9. In terms of ordering in a restaurant, saying ’’I invite you’’ means you pay.
- If a woman invites a business partner to a restaurant, she pays.
- If someone says, ’Let’s go to a restaurant,’ that means everyone pays for himself/herself.
- if a man offers to pay for a woman, she can agree.
10. The person who exists first from an elevator is the one who is closest to the door.
11. The most prestigious seat in a car is behind the driver.
And it’s for a woman. A man sits next to her, and when he gets out of the car, he holds the door and holds out a hand to the woman. If a man drives, it’s desirable for a woman to take the seat behind. However, wherever a woman sits, a man should open a door for her and help her to get out of a car. In business etiquette, men increasingly break this rule hiding behind the slogan: ’There are no women or men in the business.’
12. In the cinema, theater, or concert hall, you should go to your seat facing the people already sitting.

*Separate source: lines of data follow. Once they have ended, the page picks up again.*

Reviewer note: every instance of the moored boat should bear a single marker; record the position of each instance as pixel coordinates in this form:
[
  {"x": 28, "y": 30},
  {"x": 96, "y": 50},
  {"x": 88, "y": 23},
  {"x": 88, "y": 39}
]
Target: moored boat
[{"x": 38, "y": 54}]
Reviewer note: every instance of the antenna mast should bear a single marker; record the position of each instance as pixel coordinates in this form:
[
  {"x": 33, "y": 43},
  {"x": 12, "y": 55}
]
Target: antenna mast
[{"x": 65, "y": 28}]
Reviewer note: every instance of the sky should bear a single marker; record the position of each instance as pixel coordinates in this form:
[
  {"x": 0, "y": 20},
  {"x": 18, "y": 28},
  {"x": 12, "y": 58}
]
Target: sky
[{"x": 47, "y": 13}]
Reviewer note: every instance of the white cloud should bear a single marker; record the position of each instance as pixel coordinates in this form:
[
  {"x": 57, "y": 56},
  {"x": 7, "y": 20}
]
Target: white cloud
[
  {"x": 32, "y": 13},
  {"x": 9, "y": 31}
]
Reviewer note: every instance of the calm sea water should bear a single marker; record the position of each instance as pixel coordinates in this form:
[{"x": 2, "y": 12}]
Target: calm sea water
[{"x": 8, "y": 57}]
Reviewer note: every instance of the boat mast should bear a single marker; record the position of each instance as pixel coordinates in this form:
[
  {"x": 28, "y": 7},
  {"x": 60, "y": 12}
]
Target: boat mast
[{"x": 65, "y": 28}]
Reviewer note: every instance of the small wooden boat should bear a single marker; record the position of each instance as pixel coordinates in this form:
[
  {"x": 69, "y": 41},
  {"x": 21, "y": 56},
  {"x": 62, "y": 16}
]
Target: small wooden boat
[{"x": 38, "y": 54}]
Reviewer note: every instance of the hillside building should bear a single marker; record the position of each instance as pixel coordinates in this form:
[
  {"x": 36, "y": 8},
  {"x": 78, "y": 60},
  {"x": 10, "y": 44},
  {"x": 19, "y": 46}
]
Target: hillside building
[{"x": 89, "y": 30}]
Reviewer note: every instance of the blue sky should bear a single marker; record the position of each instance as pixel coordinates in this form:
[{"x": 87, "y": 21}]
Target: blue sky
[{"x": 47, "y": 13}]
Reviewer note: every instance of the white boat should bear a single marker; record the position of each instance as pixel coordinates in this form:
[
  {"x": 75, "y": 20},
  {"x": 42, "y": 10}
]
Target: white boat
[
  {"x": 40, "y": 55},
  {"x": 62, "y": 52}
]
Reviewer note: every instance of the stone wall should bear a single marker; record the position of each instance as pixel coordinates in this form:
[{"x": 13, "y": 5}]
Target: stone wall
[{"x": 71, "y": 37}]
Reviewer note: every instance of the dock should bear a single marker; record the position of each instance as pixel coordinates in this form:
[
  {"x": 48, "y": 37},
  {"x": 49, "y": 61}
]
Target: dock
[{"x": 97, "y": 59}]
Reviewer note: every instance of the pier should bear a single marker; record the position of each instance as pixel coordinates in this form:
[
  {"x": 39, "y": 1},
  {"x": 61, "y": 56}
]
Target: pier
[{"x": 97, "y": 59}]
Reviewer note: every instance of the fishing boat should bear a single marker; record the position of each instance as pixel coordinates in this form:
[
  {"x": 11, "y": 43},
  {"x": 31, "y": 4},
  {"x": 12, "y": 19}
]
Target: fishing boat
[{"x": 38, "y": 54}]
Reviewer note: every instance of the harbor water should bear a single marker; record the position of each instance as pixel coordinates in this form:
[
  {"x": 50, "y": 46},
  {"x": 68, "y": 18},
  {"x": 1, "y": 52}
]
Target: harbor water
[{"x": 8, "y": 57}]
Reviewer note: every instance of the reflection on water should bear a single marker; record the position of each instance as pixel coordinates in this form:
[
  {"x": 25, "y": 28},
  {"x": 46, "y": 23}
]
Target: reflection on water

13. Taboos for small talk: politics, religion, health, money.
Here’s an inappropriate question: ’What a dress! How much did it cost?’ How to respond? Smile and say: ’It’s a gift!’ Change the topic of conversation. If the person insists, say gently: ’I wouldn’t like to talk about it.’
14. Familiarity between people who hardly know each other is forbidden.
Treat others the way you want them to treat you. Even if you know a person well, in the office you should act as if you were strangers. Yes, the same applies to your family members. Respect others.
15. Discussing those who are absent, when it is simply gossip, is unacceptable.
You shouldn’t run down your relatives, especially your spouse. If your spouse is so bad, why not get divorced? It’s also forbidden to express contempt for your native country. ’This country is filled with misers…’ – well then, you’re one of them.
16. It’s better to make a secret of nine things:
Age, wealth, family quarrels, religion, your medical problems, love affairs, gifts, honour and disgrace.
’I think much of decency. How to pass a plate. Not to shout from one room to another. Not to break a closed door open without knocking. Let a lady pass. The aim of these endless simple rules is to make a life better. We cannot conduct a permanent war with parents — it’s dull. I pay close attention to my manners. It’s not an abstraction, it’s a simple and comprehensible language of mutual respect.’